In his remarks to the conference, Alan Greenspan repeated the famous quotation from John Maynard Keynes’ General Theory on the power of ideas: “The ideas of economists and political philosophers, both when they are right and when they are wrong, are more powerful than is commonly understood. Indeed, the world is ruled by little else. Practical men, who believe themselves to be quite exempt from any intellectual influences, are usually the slaves of some defunct economist. Madmen in authority, who hear voices in the air, are distilling their frenzy from some academic scribbler of a few years back.” The influence of Milton and Rose Friedman on the course of the late twentieth century is testimony to the power of ideas and the ability of two individuals to make a difference. Friedman was the dominant figure in the University of Chicago’s economics department for thirty years, and to many he is the figure most closely identified with what came to be known as the Chicago school.

But his influence extends well beyond economics. Former Secretary of State George Shultz has described Milton Friedman as the individual who has had the most impact on the modern world. Friedman’s enormous influence on public policy stemmed not just from the quality of the scientific work for which he was awarded a Nobel Prize in 1976, but also from the fact that he was willing to go out and argue in public forums for the benefits of free market capitalism at a time when it was distinctly unfashionable to do so. Milton and Rose Friedman describe themselves in their autobiography as two lucky people. They were on the right side of the great debate of the twentieth century, and they had the good fortune to see their arguments vindicated by the course of experience.

footnotes

[8] See “Can the Kiwi Economy Fly?” The Economist, November 30, 2000.

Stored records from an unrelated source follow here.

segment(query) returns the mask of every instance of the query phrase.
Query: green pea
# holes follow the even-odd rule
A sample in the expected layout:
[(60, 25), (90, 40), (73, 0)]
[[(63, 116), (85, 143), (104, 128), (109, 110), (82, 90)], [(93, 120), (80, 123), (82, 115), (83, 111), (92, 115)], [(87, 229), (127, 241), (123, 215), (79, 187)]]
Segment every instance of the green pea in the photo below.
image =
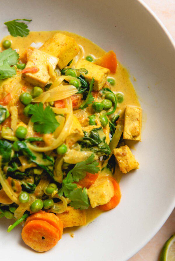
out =
[(86, 57), (86, 60), (91, 63), (93, 61), (93, 57), (92, 57), (91, 55), (88, 55)]
[(45, 209), (48, 209), (53, 206), (54, 204), (54, 202), (52, 199), (46, 199), (43, 202), (44, 208)]
[(90, 125), (97, 125), (95, 122), (95, 117), (93, 115), (90, 116), (89, 117), (89, 123)]
[(20, 96), (20, 100), (24, 105), (28, 105), (32, 100), (32, 96), (28, 92), (23, 92)]
[(6, 109), (6, 119), (8, 118), (9, 116), (10, 116), (10, 113), (9, 113), (9, 112), (7, 109)]
[(55, 190), (57, 189), (57, 188), (56, 184), (54, 183), (51, 183), (47, 186), (46, 189), (46, 192), (48, 194), (51, 194)]
[(76, 77), (76, 73), (74, 70), (69, 69), (66, 72), (65, 75), (69, 76), (72, 76), (72, 77)]
[(2, 43), (3, 47), (5, 49), (8, 49), (10, 47), (11, 42), (9, 40), (5, 40)]
[(21, 192), (19, 196), (19, 200), (21, 203), (27, 203), (29, 200), (29, 193), (25, 191)]
[(113, 93), (109, 92), (106, 94), (105, 98), (106, 99), (109, 100), (111, 101), (114, 101), (115, 99), (115, 96)]
[(78, 80), (76, 80), (75, 79), (72, 79), (69, 82), (69, 85), (73, 85), (76, 88), (78, 88), (80, 84)]
[(108, 78), (107, 81), (111, 85), (114, 85), (115, 84), (115, 80), (113, 78)]
[(23, 70), (26, 67), (26, 65), (25, 64), (19, 64), (17, 65), (16, 66), (18, 69)]
[(45, 85), (45, 87), (44, 87), (45, 90), (46, 91), (48, 91), (49, 89), (52, 84), (52, 83), (48, 83), (47, 84), (46, 84), (46, 85)]
[(97, 101), (95, 101), (92, 104), (92, 107), (95, 112), (99, 112), (103, 110), (104, 106), (103, 104), (101, 103), (98, 103)]
[(29, 112), (32, 105), (31, 104), (28, 104), (23, 110), (23, 113), (26, 117), (29, 117), (31, 115), (29, 114)]
[(106, 116), (105, 116), (105, 115), (101, 115), (101, 116), (100, 116), (99, 119), (103, 127), (106, 127), (108, 122), (108, 118)]
[(31, 94), (33, 98), (35, 98), (39, 96), (43, 92), (43, 91), (41, 88), (38, 86), (35, 86), (32, 89)]
[(123, 95), (121, 93), (118, 93), (116, 95), (117, 101), (119, 103), (121, 103), (123, 101)]
[(104, 110), (109, 110), (112, 106), (112, 102), (110, 100), (104, 100), (101, 103), (103, 105)]
[(62, 144), (57, 149), (57, 152), (59, 155), (63, 155), (67, 151), (67, 148), (65, 144)]
[(27, 130), (22, 126), (20, 126), (17, 128), (15, 132), (16, 137), (19, 139), (24, 139), (27, 133)]
[(11, 219), (13, 217), (13, 214), (8, 210), (6, 210), (4, 212), (4, 216), (8, 219)]
[(30, 209), (32, 212), (37, 212), (43, 207), (43, 202), (41, 199), (35, 200), (30, 206)]
[(17, 207), (15, 207), (14, 206), (9, 206), (9, 210), (12, 213), (14, 213), (17, 208)]

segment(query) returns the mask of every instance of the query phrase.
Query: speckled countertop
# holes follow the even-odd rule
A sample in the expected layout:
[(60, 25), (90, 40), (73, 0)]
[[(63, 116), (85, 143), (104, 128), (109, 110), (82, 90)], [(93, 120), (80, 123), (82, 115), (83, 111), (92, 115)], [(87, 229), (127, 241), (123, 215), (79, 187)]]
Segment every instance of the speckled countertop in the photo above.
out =
[[(175, 40), (175, 0), (144, 0)], [(175, 209), (156, 235), (128, 261), (158, 261), (165, 241), (175, 233)]]

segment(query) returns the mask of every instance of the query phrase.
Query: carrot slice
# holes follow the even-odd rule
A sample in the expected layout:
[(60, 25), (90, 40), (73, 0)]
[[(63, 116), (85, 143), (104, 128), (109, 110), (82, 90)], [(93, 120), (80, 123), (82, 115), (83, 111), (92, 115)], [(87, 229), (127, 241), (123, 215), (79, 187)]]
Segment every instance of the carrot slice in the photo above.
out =
[(58, 231), (59, 240), (61, 238), (63, 230), (63, 225), (61, 219), (53, 213), (45, 212), (42, 210), (34, 213), (27, 218), (25, 223), (25, 225), (32, 220), (46, 221)]
[(39, 70), (39, 68), (37, 67), (34, 66), (33, 67), (28, 67), (28, 68), (25, 68), (24, 70), (21, 71), (21, 73), (37, 73)]
[(21, 236), (26, 245), (38, 252), (47, 251), (59, 240), (58, 230), (43, 220), (30, 221), (23, 228)]
[(115, 73), (117, 66), (116, 55), (113, 51), (110, 51), (94, 63), (97, 65), (109, 69), (111, 73)]
[(0, 104), (1, 105), (7, 105), (12, 99), (12, 96), (10, 93), (5, 96), (4, 98), (0, 99)]
[(95, 183), (95, 181), (98, 177), (98, 174), (91, 174), (87, 172), (86, 175), (82, 179), (76, 182), (78, 185), (81, 187), (82, 188), (89, 188), (91, 185)]
[(110, 201), (101, 206), (99, 206), (98, 208), (101, 210), (109, 210), (116, 207), (119, 204), (121, 197), (121, 194), (119, 184), (112, 178), (109, 178), (112, 182), (114, 189), (114, 195), (111, 199)]

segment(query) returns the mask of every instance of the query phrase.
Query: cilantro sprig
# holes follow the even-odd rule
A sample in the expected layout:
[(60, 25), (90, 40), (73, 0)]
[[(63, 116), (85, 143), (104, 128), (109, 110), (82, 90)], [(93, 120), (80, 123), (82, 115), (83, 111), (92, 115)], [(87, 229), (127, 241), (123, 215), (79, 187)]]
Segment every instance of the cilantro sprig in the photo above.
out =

[9]A good reference is James (2001).


references

Friedman, Milton. 1986. “The Resource Cost of Irredeemable Paper Money.” Journal of Political Economy 94: 642–47.

— with the assistance of Rose D. Friedman. 1962. Capitalism and Freedom. Chicago: University of Chicago Press.

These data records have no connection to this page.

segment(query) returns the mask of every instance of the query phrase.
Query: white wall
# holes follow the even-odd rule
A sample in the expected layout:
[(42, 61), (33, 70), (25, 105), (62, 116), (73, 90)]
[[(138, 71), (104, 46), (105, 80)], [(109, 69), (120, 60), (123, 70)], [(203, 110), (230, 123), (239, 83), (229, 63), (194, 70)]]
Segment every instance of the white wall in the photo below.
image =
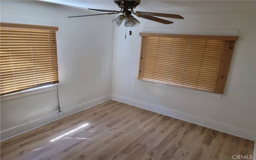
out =
[[(221, 3), (219, 2), (218, 5)], [(241, 10), (250, 8), (252, 5), (255, 6), (255, 1), (240, 3), (247, 6)], [(228, 9), (232, 11), (232, 3), (230, 4)], [(218, 6), (213, 5), (212, 7), (217, 8)], [(175, 9), (179, 10), (178, 8)], [(187, 9), (189, 10), (189, 8)], [(228, 126), (235, 130), (243, 130), (244, 134), (249, 133), (251, 136), (245, 138), (255, 140), (255, 10), (251, 13), (240, 13), (244, 11), (234, 10), (232, 12), (236, 13), (232, 14), (211, 13), (192, 15), (184, 15), (181, 13), (184, 20), (172, 19), (174, 23), (169, 25), (138, 18), (140, 24), (132, 28), (132, 35), (128, 35), (126, 40), (124, 39), (125, 28), (115, 27), (112, 97), (117, 100), (128, 98), (126, 101), (131, 102), (131, 103), (133, 101), (146, 102), (194, 116), (199, 119), (208, 119), (217, 125)], [(236, 43), (222, 98), (187, 92), (187, 89), (177, 90), (141, 83), (137, 79), (141, 39), (139, 33), (145, 30), (143, 28), (145, 27), (152, 28), (151, 30), (155, 33), (163, 30), (162, 28), (209, 29), (211, 32), (216, 33), (216, 35), (218, 29), (238, 29), (239, 38)], [(130, 30), (129, 29), (127, 28), (127, 30)], [(158, 111), (155, 109), (165, 113), (161, 112), (160, 108)], [(214, 129), (218, 129), (216, 128)]]
[[(68, 18), (93, 12), (36, 1), (1, 1), (0, 4), (1, 22), (59, 27), (56, 37), (61, 108), (67, 110), (108, 95), (111, 98), (113, 16)], [(52, 90), (6, 100), (1, 99), (1, 131), (27, 120), (31, 122), (52, 115), (48, 121), (44, 119), (44, 123), (47, 123), (62, 117), (52, 111), (56, 109), (56, 90)], [(68, 113), (77, 111), (72, 109)]]

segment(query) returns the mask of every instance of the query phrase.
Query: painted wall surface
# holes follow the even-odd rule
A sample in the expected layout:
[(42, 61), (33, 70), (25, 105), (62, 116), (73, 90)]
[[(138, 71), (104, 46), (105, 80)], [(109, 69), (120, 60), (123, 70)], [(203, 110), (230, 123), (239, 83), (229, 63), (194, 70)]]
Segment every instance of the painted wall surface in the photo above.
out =
[[(67, 18), (92, 13), (36, 1), (1, 1), (2, 22), (59, 27), (59, 97), (63, 109), (111, 94), (114, 16)], [(57, 118), (52, 111), (56, 104), (54, 89), (1, 100), (1, 130), (51, 114)]]
[[(255, 6), (255, 1), (241, 3), (248, 7)], [(228, 9), (232, 10), (232, 5)], [(249, 8), (241, 10), (246, 8)], [(184, 20), (172, 19), (174, 23), (168, 25), (138, 18), (140, 24), (132, 28), (132, 35), (127, 36), (126, 39), (125, 28), (115, 27), (112, 94), (255, 132), (255, 10), (246, 14), (240, 13), (243, 13), (242, 10), (233, 11), (236, 13), (183, 15), (181, 12)], [(213, 35), (219, 34), (218, 29), (238, 29), (239, 38), (222, 98), (158, 86), (137, 79), (141, 41), (139, 33), (145, 28), (148, 30), (151, 28), (154, 33), (164, 28), (184, 29), (186, 32), (189, 30), (187, 29), (197, 29), (199, 34), (201, 29), (209, 29), (215, 33)], [(130, 30), (130, 28), (127, 29)]]

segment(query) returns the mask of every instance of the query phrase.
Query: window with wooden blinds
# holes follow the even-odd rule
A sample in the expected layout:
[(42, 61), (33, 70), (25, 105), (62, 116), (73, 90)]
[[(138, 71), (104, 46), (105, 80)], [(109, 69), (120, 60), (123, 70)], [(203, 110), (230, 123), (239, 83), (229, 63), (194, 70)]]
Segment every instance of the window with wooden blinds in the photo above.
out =
[(58, 28), (0, 23), (1, 95), (59, 83)]
[(234, 36), (140, 33), (138, 79), (223, 94)]

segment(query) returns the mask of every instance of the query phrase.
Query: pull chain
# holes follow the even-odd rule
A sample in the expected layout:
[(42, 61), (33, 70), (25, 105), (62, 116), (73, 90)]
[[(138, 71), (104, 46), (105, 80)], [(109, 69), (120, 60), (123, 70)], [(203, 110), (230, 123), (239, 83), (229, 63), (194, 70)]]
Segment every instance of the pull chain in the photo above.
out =
[(127, 27), (125, 27), (125, 36), (124, 37), (124, 39), (126, 39), (126, 29), (127, 28)]

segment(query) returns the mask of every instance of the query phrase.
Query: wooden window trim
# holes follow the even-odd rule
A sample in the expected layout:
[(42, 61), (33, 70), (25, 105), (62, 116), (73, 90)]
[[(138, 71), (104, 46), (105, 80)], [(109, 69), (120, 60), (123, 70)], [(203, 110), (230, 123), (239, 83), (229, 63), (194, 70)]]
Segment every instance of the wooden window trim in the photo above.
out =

Friedman, Milton, and Rose D. Friedman. 1980. Free to Choose: A Personal Statement. New York: Harcourt Brace Jovanovich.

—1998. Two Lucky People. Chicago: University of Chicago Press.

Friedman, Milton, and Anna J. Schwartz. 1963. A Monetary History of the United States, 1867–1960. Princeton: Princeton University Press.

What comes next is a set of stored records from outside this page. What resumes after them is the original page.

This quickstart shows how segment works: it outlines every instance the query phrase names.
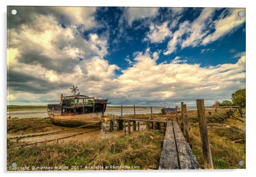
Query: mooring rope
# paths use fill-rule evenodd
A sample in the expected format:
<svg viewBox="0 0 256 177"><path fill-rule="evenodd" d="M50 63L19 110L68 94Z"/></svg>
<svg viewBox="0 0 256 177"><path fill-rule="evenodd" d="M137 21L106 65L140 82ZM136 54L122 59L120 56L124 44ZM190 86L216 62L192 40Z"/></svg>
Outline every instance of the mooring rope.
<svg viewBox="0 0 256 177"><path fill-rule="evenodd" d="M93 132L94 131L95 131L95 130L96 130L97 129L100 129L100 128L101 128L101 127L98 127L98 128L97 128L96 129L93 129L92 130L90 130L87 131L86 131L86 132L81 132L81 133L77 133L76 134L72 135L68 135L68 136L65 136L65 137L64 137L59 138L58 138L53 139L51 139L51 140L44 140L44 141L39 141L39 142L35 142L35 143L30 143L26 144L22 144L22 145L20 145L14 146L11 146L11 147L9 147L10 148L11 148L15 147L26 146L27 146L32 145L33 144L37 144L38 143L46 143L47 142L50 142L50 141L54 141L54 140L61 140L62 139L67 138L68 138L71 137L72 136L77 136L77 135L81 135L81 134L84 134L84 133L88 133L88 132Z"/></svg>
<svg viewBox="0 0 256 177"><path fill-rule="evenodd" d="M9 139L9 140L11 140L13 139L18 139L19 140L20 140L20 139L25 138L28 138L28 137L34 137L36 136L44 136L44 135L47 135L54 134L54 133L60 133L60 132L65 132L67 131L71 130L73 130L74 129L78 129L80 128L84 128L86 126L89 126L90 125L94 125L96 124L99 124L100 122L101 122L100 121L99 122L97 122L88 124L85 125L83 125L82 126L78 126L77 127L72 128L71 129L67 129L65 130L60 130L60 131L57 131L56 132L51 132L49 133L41 133L40 134L31 135L26 135L26 136L17 136L17 137L9 137L9 138L7 138L7 139Z"/></svg>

Gwartney, James, and Robert Lawson, with Neil Emerick. 2003. Economic Freedom of the World: 2003 Annual Report. Vancouver, BC: The Fraser Institute.

James, Harold. 2001. The End of Globalization: Lessons from the Great Depression. Cambridge, MA: Harvard University Press.

Keynes, John Maynard. 1936. The General Theory of Employment, Interest and Money. New York: Harcourt, Brace and Co.

Samuelson, Paul A. 1980. Economics, 11th ed. New York: McGraw-Hill.